XC Foundation v. Comm’r, T.C. Memo. 2023-3| January 5, 2023 | Lauber, J. | Dkt. No. 9189-21X

Summary: XC Foundation (“XC”) was incorporated in California in 2007. In 2008, the IRS issued XC a determination letter recognizing it as exempt from federal income tax under section 501(c)(3) and as a private foundation under section 509(a). On December 1, 2020, the state of California suspended XC’s corporate powers, rights, and privileges pursuant to state law. On March 2, 2021, the IRS issued XC a final adverse determination letter revoking XC’s tax-exempt status retroactively to January 1, 2016. The letter determined that XC, as of that date, no longer qualified for exemption from federal income tax under section 501(a) as an organization described in section 501(c)(3). On May 28, 2021, XC filed a petition seeking a declaratory judgment that the revocation was erroneous, and at that time XC’s corporate powers had not been restored. The IRS filed a Motion to Dismiss for Lack of Jurisdiction, alleging that XC lacked the capacity either to initiate litigation in the Tax Court or to prosecute any part of the case. XC urged that Rule 60(c), which provides that “[t]he capacity of a corporation to engage in [Tax Court] litigation shall be determined by the law under which it was organized,” violates its rights to equal protection, due process, and protection against cruel and unusual punishment.

Key Issues: Whether the Tax Court has jurisdiction to adjudicate XC’s petition that sought a declaratory judgment that the revocation of its tax-exempt status was erroneous.

Primary Holdings: No. Because XC’s corporate powers were suspended and had not been reinstated by the state of California when XC filed its petition or during the 90-day period in which the petition was required to be filed, the Tax Court lacked jurisdiction over the case. Case dismissed for lack of jurisdiction.

Key Points of Law:

Jurisdiction of the Tax Court. The U.S. Tax Court is an Article I court and possesses jurisdiction only to the extent conferred by Congress. See Freytag v. Commissioner, 501 U.S. 868, 870 (1991); see also 26 U.S.C. § 7442. The Tax Court has jurisdiction to review controversies involving an entity’s initial or continuing qualification for tax-exempt status under section 501(c)(3). 26 U.S.C. § 7428(a)(1). To invoke the Court’s jurisdiction under section 7428(a)(1), an organization must file a petition with the Court within 90 days of the mailing of the final notice of adverse determination. Id. at § 7428(b)(3); see Rule 210(c)(3). A petitioning party must have the capacity to commence and maintain litigation in the Court. See Rule 60(c); see also Brannon’s of Shawnee, Inc. v. Commissioner, 71 T.C. 108, 111 (1978). An IRS Form cannot define this Court’s jurisdiction.

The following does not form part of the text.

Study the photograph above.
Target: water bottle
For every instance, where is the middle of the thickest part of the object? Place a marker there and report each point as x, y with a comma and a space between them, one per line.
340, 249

Capacity of Corporation Taxpayer. Rule 60(c) provides that “[t]he capacity of a corporation to engage in [Tax Court] litigation shall be determined by the law under which it was organized.” If a petitioner lacks the capacity to commence and maintain litigation in the Tax Court, it must dismiss the case for lack of jurisdiction. See Brannon’s of Shawnee, Inc., 71 T.C. at 111.

California Corporations. A California corporation whose “corporate powers, rights, and privileges” have been suspended by the State of California lacks the capacity to commence or maintain litigation in the Tax Court. See NT, Inc. v. Commissioner, 126 T.C. 191, 192–94 (2006); David Dung Le, M.D., Inc., 114 T.C. at 274. California Revenue and Tax Code §§ 23301 and 23302 are relevant, and they have been construed to mean that a corporation cannot prosecute or defend an action during the period in which its corporate rights and powers have been suspended. See David Dung Le, M.D., Inc., 114 T.C. at 272.

Frivolous Argument. Contending that Rule 60 is unconstitutional and violates its rights to procedural due process, equal protection, and to the protection against cruel and unusual punishment is and are frivolous arguments. See Crain v. Commissioner, 737 F.2d 1417, 1417 (5th Cir. 1984); Wnuck v. Commissioner, 136 T.C. 498 (2011); Aldrich v. Commissioner, T.C. Memo. 2013-201, 106 T.C.M. (CCH) 192, 194.

Insights: The XC Foundation opinion illustrates the importance of maintaining corporate status in taxpayer’s state of organization. Failing to do so could have adverse consequences to the taxpayer, including a lack of capacity to pursue relief or to defend against claims in the U.S. Tax Court.